April 4, 2009–Neo-Nazi Richard Poplawski shoots and kills three police officers responding to a 911 call to his home in Pittsburgh. His friend Edward Perkovic tells reporters that Poplawski feared “the Obama gun ban that’s on its way” and “didn’t like our rights being infringed upon.” Perkovic also commented that Poplawski carried out the shooting because “if anyone tried to take his firearms, he was gonna stand by what his forefathers told him to do.”…
April 25, 2009–Joshua Cartwright, 28, a member of the Florida National Guard, shoots and kills two Okaloosa County sheriff’s deputies attempting to arrest him on a domestic abuse charge. Cartwright is killed in an enusing gun battle with police. Cartwright’s wife reports that he was “severely disturbed” that Barack Obama had been elected president. Okaloosa County Sheriff Edward Spooner states that Cartrwight was “interested in militia groups and weapons training.”…
May 31, 2009–Scott P. Roeder shoots and kills Dr. George Tiller, an abortion provider, in the foyer of Reformation Lutheran Church in Wichita, Kansas. The FBI lists Roeder as a member of the Montana Freemen, a radical anti-government group. In April 1996, he had been pulled over in Topeka, Kansas, for driving with a homemade license plate. Police found a military-style rifle, ammunition, a blasting cap, a fuse cord, a one-pound can of gunpowder, and two 9-volt batteries in his car….

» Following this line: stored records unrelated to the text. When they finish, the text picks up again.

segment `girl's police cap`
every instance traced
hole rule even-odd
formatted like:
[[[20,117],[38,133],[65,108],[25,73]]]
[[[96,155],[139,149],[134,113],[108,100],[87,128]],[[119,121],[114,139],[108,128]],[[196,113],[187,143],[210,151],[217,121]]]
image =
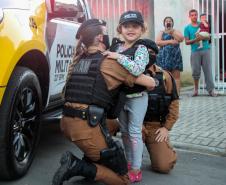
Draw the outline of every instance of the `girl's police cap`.
[[[88,19],[86,21],[84,21],[81,26],[78,28],[77,34],[76,34],[76,39],[80,38],[81,33],[88,27],[92,27],[92,26],[106,26],[106,22],[104,20],[101,19]]]
[[[143,25],[144,19],[140,12],[138,11],[127,11],[123,13],[119,19],[119,24],[124,24],[127,22],[136,22]]]

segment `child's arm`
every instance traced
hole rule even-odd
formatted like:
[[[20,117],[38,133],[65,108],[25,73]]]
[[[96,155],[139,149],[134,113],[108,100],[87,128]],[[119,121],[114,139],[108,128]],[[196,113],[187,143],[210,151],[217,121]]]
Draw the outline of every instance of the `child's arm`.
[[[107,54],[107,58],[116,59],[119,64],[134,76],[142,74],[149,62],[148,50],[144,45],[138,45],[134,55],[134,60],[116,52],[107,51],[105,54]]]
[[[203,25],[206,27],[206,28],[209,28],[209,24],[206,22],[206,21],[204,21],[204,22],[202,22],[203,23]]]

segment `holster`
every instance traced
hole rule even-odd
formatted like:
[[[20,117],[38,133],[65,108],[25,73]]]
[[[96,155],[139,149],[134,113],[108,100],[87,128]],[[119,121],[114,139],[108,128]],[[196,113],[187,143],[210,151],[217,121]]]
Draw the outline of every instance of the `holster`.
[[[91,127],[97,126],[103,117],[104,117],[104,109],[98,107],[96,105],[89,105],[88,107],[88,123]]]
[[[103,149],[100,152],[100,163],[120,175],[128,172],[124,150],[119,141],[114,141],[111,148]]]

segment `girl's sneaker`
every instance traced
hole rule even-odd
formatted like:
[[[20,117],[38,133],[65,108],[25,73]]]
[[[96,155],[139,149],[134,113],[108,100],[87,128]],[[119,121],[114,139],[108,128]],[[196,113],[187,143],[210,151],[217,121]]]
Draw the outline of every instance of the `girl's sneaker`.
[[[129,171],[129,180],[130,180],[131,183],[140,182],[142,180],[141,171],[139,171],[138,173],[135,173],[133,171]]]

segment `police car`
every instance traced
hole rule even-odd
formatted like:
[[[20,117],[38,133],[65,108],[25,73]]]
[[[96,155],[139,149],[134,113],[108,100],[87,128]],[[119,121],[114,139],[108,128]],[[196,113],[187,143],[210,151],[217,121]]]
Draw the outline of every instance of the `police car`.
[[[32,163],[40,118],[62,105],[61,92],[86,0],[0,1],[0,178]]]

How could Sarah get all the way from Arizona to Connecticut?
Oh yea, Bush did it. Or maybe it was Limbaugh?
Man Stabs 4, Killing 1, After Fart Criticism
2011_01_fartstab.jpg A Bristol, Connecticut man is behind bars after a stabbing rampage that left one dead and three others injured at a party on Saturday night. According to the Hartford Courant, Marc Higgins “told investigators he became enraged because people were criticizing him for passing gas, police said… [He] stormed out of the party, came back armed with three knives and started stabbing people indiscriminately, according to court documents released Monday.”
Higgins, 21, was reportedly “chastised…for being flatulent” by another person at the party, Stacy Buccheri. The pair got into an argument, and witnesses say that Buccheri slapped Higgins, ” who smashed a beer bottle and then stormed out of the apartment. He returned about 45 minutes later, police said, and attacked several people on a porch with knives, including all four who were wounded.” Matthew Walton, 21, died from his wounds while three others, ages 18-19, were treated for stab wounds. Higgins, who was described as “very drunk” at the party by witnesses, said that Walton was a friend and that he didn’t target anyone specifically—he just started stabbing.